Tobin vergisi bu haliyle iktisat okuma ve araştırmalarından gördüğüm kadarıyla çok da teorik olarak sınıflandırılmamış ve ortaya konulmamış bir kavram olarak ortada duruyor. Kavramın kapsamı genellikle yukarıdaki ikinci tanım başlığında verdiğimiz kavramsal çerçevede tanımlanıyor. Konu IMF raporlarında ve AB müktesebinde yer aldığı şekliyle, iki gruplandırmada da yer alan ikinci tanımla geniş anlamda tanımlanmıştır. Bu tanımlamaya göre Tobin Vergisi; ilk ve tek haliyle döviz işlemleri vergisi olmayıp ki bu vergileri de bünyesinde taşıyan geniş anlamda “Finansal İşlemler Vergisi” olarak tanımlanmaktadır. Tobin vergilendirilmesi yaklaşımında bu tür vergilendirilmenin uluslararası piyasalarda ayni ve birlikte uygulanmasının gerektiği özellikle vurgulanmaktadır. Bunun temel nedeni de vergileme tekniğinden kaynaklanan erozyon, kayıp, kaçak ve kaçınmalara yol açmaması ve piyasalarda kayırmaya yer vermemesi açılarından ele alınarak geliştirilmiştir.
Tobin’e göre, sorunun kaynağı kur rejimi değil, uluslararası finansal sermaye hareketleridir. Finansal sermaye hareketleri, ülkelerin faiz oranları arasındaki farkları aşındırmak suretiyle hükümetlerin ve merkez bankalarının ülkenin ekonomik ihtiyaçlarına uygun para ve maliye politikaları izleme imkânını sınırlandırmaktadır. Benzer şekilde, döviz kurlarındaki spekülatif hareketlerin ülke ekonomileri üzerinde yarattığı olumsuz etkilerin giderilmesi noktasında ulusal politikalar yetersiz kalmaktadır.
Diğer taraftan geniş tanımlamanın altında yer alan vergilendirme çeşitleri kendi başlarına bütüncül olmayan yer, zaman ve ihtiyaçlara göre ülke uygulamalarında görülmektedir. Bu bağlamda yukarıda sıraladığımız finansal işlemler üzerinde verginin birçok ülkenin deneyimlediğini ve uygulanageldiğini de görüyoruz.
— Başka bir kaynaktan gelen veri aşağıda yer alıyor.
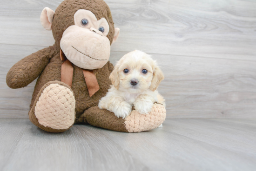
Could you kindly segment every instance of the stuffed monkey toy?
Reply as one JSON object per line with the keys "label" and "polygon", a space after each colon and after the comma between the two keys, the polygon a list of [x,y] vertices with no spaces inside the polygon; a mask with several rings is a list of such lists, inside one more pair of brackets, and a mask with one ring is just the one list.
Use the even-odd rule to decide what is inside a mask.
{"label": "stuffed monkey toy", "polygon": [[10,88],[19,88],[38,77],[29,112],[34,125],[50,132],[64,132],[74,124],[132,132],[162,123],[166,112],[157,103],[148,115],[133,110],[125,119],[97,106],[111,85],[110,45],[120,31],[104,1],[65,0],[55,12],[45,8],[40,20],[52,30],[55,44],[20,60],[6,79]]}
Örneğin; ülkemizde menkul kıymet işlemleri vergisi ve banka işlemleri vergisi uygulanagelmiştir (çeşitli istisna ve oranlar dâhilinde).
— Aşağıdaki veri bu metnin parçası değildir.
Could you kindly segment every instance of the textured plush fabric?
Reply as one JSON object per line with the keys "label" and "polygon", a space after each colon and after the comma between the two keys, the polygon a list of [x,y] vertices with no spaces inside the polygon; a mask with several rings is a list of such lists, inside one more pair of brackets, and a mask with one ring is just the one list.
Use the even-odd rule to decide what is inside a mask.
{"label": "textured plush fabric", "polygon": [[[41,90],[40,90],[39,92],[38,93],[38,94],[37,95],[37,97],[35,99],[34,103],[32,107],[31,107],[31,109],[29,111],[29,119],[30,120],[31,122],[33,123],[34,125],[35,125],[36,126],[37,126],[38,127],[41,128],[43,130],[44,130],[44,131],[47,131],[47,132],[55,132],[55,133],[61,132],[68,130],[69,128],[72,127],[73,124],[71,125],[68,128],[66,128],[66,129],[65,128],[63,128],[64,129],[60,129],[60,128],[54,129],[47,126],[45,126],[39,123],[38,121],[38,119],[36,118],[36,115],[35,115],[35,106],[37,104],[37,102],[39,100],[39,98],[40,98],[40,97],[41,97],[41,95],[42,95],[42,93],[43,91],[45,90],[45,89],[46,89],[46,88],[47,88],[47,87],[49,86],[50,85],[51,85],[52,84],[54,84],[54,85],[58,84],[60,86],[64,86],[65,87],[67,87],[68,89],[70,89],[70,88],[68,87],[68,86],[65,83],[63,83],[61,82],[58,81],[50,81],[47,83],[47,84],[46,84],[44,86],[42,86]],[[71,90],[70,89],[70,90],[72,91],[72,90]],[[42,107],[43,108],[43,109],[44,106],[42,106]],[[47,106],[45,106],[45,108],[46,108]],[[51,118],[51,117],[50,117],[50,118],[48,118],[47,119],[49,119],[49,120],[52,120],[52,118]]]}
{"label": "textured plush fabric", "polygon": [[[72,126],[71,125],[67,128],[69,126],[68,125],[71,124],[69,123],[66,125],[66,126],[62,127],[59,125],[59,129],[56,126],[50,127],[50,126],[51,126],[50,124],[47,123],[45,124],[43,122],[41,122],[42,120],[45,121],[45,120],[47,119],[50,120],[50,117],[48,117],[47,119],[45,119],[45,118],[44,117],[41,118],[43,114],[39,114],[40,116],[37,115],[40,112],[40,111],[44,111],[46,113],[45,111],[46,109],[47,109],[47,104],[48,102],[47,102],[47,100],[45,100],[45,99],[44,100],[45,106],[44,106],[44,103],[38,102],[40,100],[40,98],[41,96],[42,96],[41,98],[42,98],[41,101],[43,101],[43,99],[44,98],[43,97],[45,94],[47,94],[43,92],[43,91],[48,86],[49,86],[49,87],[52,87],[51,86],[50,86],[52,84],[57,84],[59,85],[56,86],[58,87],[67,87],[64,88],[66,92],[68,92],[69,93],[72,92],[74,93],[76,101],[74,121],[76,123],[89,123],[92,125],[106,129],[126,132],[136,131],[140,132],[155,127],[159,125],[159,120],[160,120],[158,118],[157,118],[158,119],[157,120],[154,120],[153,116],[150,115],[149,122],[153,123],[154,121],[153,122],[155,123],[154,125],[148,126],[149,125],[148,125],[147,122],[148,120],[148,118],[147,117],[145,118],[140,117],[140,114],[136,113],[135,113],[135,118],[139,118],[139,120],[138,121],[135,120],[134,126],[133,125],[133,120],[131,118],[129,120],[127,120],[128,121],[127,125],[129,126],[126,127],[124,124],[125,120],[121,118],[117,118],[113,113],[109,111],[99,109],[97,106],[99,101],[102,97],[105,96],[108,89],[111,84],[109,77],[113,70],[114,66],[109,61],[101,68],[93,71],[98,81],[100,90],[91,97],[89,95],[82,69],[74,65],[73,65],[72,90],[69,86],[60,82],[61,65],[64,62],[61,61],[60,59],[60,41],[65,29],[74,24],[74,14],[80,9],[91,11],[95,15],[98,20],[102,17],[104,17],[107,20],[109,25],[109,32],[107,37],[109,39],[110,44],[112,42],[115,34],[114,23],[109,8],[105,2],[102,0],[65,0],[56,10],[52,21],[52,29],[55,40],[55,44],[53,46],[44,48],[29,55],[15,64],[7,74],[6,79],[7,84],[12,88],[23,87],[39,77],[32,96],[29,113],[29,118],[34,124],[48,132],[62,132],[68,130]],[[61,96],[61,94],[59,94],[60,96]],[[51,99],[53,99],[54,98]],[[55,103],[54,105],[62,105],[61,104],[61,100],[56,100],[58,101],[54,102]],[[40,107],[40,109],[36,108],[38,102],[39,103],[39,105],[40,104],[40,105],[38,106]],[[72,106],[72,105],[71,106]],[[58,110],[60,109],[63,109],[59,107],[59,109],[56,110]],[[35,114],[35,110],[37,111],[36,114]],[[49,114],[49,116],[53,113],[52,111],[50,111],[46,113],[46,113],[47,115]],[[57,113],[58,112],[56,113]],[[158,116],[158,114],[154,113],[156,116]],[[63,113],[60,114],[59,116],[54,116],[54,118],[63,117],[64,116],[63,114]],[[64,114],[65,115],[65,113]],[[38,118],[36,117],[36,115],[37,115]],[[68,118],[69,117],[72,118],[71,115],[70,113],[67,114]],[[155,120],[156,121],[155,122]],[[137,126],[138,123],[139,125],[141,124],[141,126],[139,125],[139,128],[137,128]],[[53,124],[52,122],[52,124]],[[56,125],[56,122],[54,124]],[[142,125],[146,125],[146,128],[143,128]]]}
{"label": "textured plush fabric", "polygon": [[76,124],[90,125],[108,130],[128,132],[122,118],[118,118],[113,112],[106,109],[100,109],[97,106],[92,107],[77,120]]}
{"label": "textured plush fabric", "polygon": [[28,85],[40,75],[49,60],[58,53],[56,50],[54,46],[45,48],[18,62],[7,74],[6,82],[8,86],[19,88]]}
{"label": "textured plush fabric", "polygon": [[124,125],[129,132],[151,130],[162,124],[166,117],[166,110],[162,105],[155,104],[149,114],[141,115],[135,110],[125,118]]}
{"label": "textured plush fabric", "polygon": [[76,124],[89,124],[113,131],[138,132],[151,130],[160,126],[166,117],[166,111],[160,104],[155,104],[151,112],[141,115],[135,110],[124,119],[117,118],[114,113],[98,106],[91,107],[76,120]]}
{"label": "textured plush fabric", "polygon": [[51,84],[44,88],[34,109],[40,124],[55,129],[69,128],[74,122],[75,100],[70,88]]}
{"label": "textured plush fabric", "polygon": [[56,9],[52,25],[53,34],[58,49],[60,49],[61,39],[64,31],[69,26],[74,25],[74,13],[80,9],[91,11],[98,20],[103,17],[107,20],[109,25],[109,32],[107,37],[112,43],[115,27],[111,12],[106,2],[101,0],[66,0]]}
Günlük kullanımda Robin Hood Vergisi olarak da adlandırılan Tobin Vergisi gruplandırmalara bağlı kalınmaksızın yalnızca tek başına döviz işlemleri vergisi olarak adlandırılmaktadır. Ki bu kullanım vergi terosinde yer bulmamaktadır.
Görüldüğü gibi Tobin Vergisi bir vergi çeşidi olmayıp bir “düzenlemedir.” Bu düzenlemeler ulusal ve uluslararası piyasalarda yeknesak uygulanması gereken ve geniş anlamda gruplandırılmış finansal işlemler olarak tanımlaya geldiğimiz ve alt başlıklarda sınıflandırılan vergi çeşitlerinin tamamının uygulanmasını içerir. Amaç uluslararası döviz piyasalarındaki spekülatif amaçlı sermaye hareketlerinin yol açtığı iktisadi ve finansal dalgalanmaları önlemektir. İktisatçı Tobin ve takipçileri bu tür bir modellemeyi öngörmüşlerdir. Nitekim IMF ve AB direktiflerinde de bu tür bir kapsamlı ve bütüncül modellemeye yer verilmektedir. Biz bunu “Tobin Vergi Yaklaşımı” olarak tanımlamaktayız. Değilse işlem vergilerinin bir çeşidi olan tek başına döviz işlemlerinin üzerine konulan ve ulusal piyasa bazında da uygulanan işlem vergilerinin Tobin Vergisi olarak adlandırılamayacağını ve kavramsallaştırılamayacağını düşünmekteyiz.
Kamuoyunda bazı tartışmalara konu olduğu üzere ifade edilen Tobin Vergisi bir vergi çeşidi değildir. Biz bu tartışmanın kavram karışıklığı olduğu ve Tobin Vergisinin teori ve pratikte bütüncül bir yaklaşımla tarif edilemediğinden kaynaklandığı kanaatindeyiz. Bunun yerine “Tobin Vergileme yaklaşımı” mevcuttur. Bu yaklaşım geniş anlamada finansal işlemlerin vergilendirilmesi içermekle birlikte, bu vergilendirmenin uluslararası eşgüdümle birlikte yapılması gerektiğini ifade eder. Bu haliyle de temel amaç mali bir kaynak yaratmaktan ziyade finansal piyasalarda istikrar sağlamaktır.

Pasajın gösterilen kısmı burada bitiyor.